Try as it might, the campus movement probably won’t succeed even at the most modest aims of forcing particular institutions to divest from militarism, or forcing ROTC off campus, or ending on-campus recruitment by the likes of Raytheon and Northrup Grumman. To paraphrase an old activist saying: you have to be prepared to fail before you can begin to succeed.(3) In any case, its concern must be internal, bearing on the academy itself.(4) Right now, the only thing it can actually succeed at doing is to rip the facade away from the contemporary academy, to reveal it for what it is, and to demand (however fruitlessly) rights of student and faculty self-governance that reverse the complicity that decades of supposedly “sober,” “realistic,” “civil,” and “responsible” administrators and trustees have foisted on the rest of us. 

These administrators, in turn, have to stand exposed as the moral cowards, liars, and frauds that they really are, and have to answer for the unscrupulous deals they’ve made with the so-called “defense” establishment, whether of the United States or its allies (e.g., Israel, Saudi Arabia, the Arab Gulf States, Ukraine). Campus activists have to fight single-mindedly for one thing: the restoration (or transformation) of higher education into a military-free space, a place where academic values are conceived in a way that declares independence from the values of militarism, imperialism, and inevitably, conquest, occupation, torture, ethnic cleansing, genocide, and the propaganda that covers it all up. It’s a waste of time and energy to demand more than this of a campus-based movement. This by itself is enough of a crusade to last generations. But now is the time.

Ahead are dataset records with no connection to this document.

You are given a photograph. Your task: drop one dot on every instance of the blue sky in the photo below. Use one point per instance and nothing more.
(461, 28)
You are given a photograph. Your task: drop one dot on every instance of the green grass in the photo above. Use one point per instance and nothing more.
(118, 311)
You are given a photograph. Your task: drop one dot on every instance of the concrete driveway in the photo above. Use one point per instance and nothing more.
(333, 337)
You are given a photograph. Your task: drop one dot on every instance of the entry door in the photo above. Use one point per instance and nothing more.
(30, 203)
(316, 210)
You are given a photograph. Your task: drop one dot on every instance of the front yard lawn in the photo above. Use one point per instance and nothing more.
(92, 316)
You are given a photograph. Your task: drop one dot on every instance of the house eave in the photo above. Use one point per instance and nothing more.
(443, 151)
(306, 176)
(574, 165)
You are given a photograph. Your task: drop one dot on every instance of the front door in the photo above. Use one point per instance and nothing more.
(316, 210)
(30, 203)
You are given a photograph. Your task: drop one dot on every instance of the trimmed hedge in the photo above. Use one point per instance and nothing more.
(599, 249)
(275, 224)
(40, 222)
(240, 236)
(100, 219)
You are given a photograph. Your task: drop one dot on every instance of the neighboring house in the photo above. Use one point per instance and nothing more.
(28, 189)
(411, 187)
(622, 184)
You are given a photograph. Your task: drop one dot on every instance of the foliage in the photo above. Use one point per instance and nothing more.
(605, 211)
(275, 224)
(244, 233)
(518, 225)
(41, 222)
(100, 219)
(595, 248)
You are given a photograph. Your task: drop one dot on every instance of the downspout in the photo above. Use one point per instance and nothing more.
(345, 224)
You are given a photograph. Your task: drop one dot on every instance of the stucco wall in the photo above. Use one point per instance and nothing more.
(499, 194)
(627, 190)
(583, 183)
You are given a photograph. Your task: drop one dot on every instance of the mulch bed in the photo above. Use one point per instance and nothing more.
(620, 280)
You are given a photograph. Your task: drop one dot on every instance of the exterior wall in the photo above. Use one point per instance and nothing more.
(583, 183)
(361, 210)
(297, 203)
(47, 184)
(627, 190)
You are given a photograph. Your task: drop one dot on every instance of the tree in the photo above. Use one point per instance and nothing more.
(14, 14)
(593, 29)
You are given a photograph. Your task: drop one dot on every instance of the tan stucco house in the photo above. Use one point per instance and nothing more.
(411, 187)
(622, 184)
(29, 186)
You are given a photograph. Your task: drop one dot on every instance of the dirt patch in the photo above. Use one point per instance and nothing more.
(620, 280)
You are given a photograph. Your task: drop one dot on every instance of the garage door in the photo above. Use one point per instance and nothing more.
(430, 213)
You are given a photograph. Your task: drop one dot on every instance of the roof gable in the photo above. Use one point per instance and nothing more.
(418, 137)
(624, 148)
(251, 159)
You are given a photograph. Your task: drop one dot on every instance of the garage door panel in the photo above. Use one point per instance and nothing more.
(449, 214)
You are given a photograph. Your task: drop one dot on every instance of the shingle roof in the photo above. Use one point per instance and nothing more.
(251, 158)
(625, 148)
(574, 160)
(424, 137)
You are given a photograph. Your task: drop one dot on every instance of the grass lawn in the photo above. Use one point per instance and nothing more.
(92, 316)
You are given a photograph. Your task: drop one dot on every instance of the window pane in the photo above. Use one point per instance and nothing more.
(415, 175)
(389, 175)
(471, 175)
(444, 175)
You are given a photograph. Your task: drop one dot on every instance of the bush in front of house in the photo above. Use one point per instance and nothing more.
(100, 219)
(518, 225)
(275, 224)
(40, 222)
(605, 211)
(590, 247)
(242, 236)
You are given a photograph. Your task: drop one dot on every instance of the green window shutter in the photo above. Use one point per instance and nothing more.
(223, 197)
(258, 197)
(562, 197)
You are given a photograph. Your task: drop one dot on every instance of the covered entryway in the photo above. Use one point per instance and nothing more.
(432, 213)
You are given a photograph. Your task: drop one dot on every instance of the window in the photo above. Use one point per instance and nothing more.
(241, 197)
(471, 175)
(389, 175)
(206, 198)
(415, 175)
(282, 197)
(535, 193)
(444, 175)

For part 4 of the series, go here


Endnotes

1. As an illustration, I will, in the near future, be posting the written statement on divestment I sent to Princeton University’s Council of the Princeton University Community this past October, along with their supposed “response” to it.

2. I’ll discuss the case of divestment from apartheid South Africa in a future post.

3. “You have to be prepared to die before you can begin to live.” See Paul Kix’s book by that name, about the SCLC’s May 1963 de-segregation campaign in Birmingham, Alabama. Arguably, some version of the thought traces back to Plato’s Phaedo.

4. Here I disagree with what strike me as the overly-ambitious views of various friends and allies, e.g., Suzanne Schneider and Norman Finkelstein. I see no logistical route to the goals they have in mind, however laudable. I’ve discussed the issue of academic hiring here and here.